I got called to inspect a new home in a community and it had some cracked trusses that got written up. They told their neighbor… same thing… few cracked trusses… told the next neighbor… he had 2 truss webs cracked completely in half and a peak post completely cracked in half. So… I now have 4 more attic inspections because of that. The builder has already had one unit (I didn’t inspect that one) that the kitchen ceiling started sagging and caving in. It’s literally 6 months old. I’m not sure what it takes to get a class action lawsuit rolling but I know some of my clients have been discussing it.
I’m only a year and a half into being an inspector…

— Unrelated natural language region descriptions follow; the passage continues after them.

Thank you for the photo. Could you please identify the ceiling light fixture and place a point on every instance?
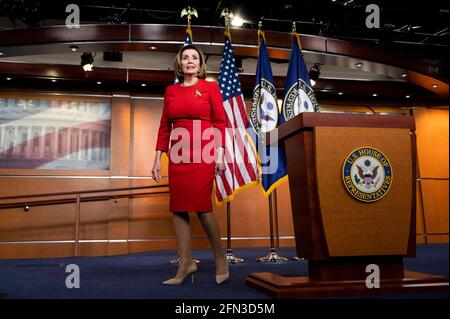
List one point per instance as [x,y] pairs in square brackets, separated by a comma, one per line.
[87,61]
[314,73]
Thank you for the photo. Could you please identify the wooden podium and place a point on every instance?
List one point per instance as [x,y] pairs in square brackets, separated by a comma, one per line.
[345,233]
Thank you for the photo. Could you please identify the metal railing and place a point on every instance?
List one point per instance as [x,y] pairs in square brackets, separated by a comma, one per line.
[77,198]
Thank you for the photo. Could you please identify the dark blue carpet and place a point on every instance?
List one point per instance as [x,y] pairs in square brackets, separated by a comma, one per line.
[140,275]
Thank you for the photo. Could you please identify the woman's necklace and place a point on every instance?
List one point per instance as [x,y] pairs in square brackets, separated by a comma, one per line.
[190,84]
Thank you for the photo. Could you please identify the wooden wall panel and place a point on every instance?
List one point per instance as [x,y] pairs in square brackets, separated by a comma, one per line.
[432,130]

My question: Is there anything I need to do to be proactive about protecting myself legally? (Aside from my liability and E&O) On the off chance the national builder with deep pockets brings me into this? And can they bring me into this?

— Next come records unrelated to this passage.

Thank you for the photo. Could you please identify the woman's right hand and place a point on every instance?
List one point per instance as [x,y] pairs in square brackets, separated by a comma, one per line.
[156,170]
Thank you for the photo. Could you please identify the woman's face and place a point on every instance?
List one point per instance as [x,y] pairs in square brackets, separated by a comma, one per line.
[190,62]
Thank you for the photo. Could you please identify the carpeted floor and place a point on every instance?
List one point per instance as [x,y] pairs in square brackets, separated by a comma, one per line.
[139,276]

This is obvious stuff I’m writing in a report. I’m not picking apart some small stuff. Just want to make sure I’m doing what I’m suppose to in this situation.
Don’t promote legal action to the clients. Be the inspector only, the outside expert. Let the client(s) decide the next step on their own.

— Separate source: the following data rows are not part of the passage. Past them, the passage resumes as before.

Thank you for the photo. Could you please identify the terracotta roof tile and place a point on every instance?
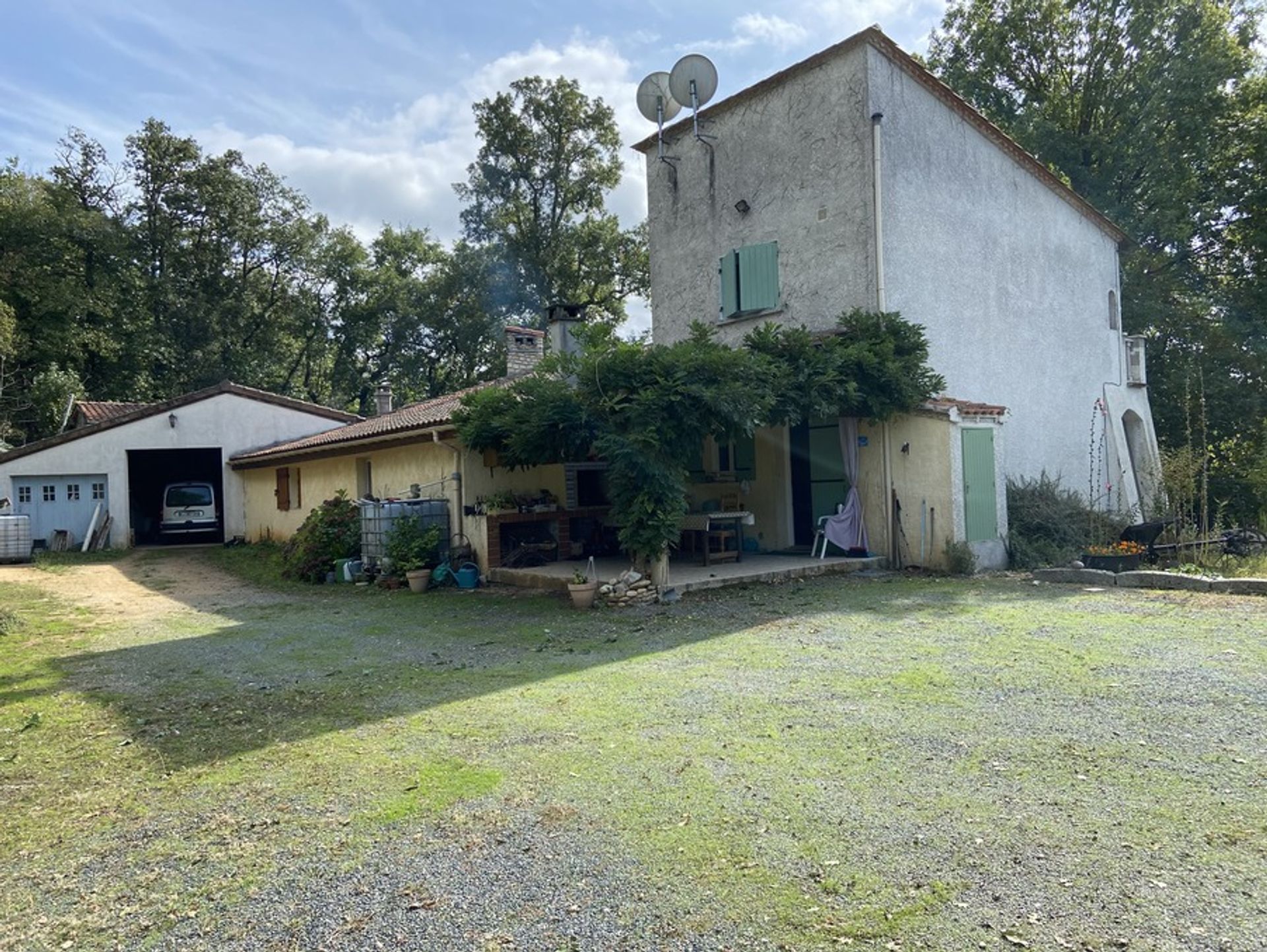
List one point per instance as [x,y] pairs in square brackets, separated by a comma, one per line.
[967,408]
[99,410]
[876,37]
[422,416]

Yes, I’m sure you feel sorry for them. But maintain your professional standing.
If you get pulled in to a lawsuit, your liability insurance is your protection. They will have an attorney to protect their/your liability interests.
As an addition, you may be called to court as an expert witness, to state what you saw. Maintain your records. Charge for your court time.
I just carry general liability and E/O insurance. Finding things like crack trusses will keep you in business. I found one today on my 12 month warranty and the builder happened to be in the house at the time. While he was in the attic space with me I went over the improperly installed gas pipe, back graded flue pipe, missing gas sediment trap, back graded condensate drain, broken B vent elbow, electric feed for the interior of the air handler was missing the electrical box and finally combustible materials all over the interior of the air handler.
Just keep fight fighting the good fight, neighbors will talk they get on social media you’ll stay busy forever. Let these guys who are scrapping for real estate agents do their thing.
Thank you! I haven’t discussed any legal action with them. Some of them just mentioned that might be a thing. I’m just trying to keep business rolling and make sure I’m not doing anything that can come back and bite me.
They really have no case against you for finding the problem so I wouldn’t be too concerned. Not to say some bottom-feeder attorney wouldn’t try but it’s doubtful as it would just be a waste of their time.
Be sure not to suggest a cure. Just what you observed and further evaluation by a structural engineer. Sounds like you are earning your keep.
The only people who end up making money from a class action lawsuit are the lawyers for the plaintiffs and defendants. Why? Because the suit is designed as a punishment for the defendant rather than indemnification for the plaintiff. By the time the fees and costs are deducted and the remaining amount of the settlement is divided among the suing parties (if there is an award), the amount each plaintiff receives is quite small.
Best to direct them to the local building department. Let them handle the legal/code/repair issue.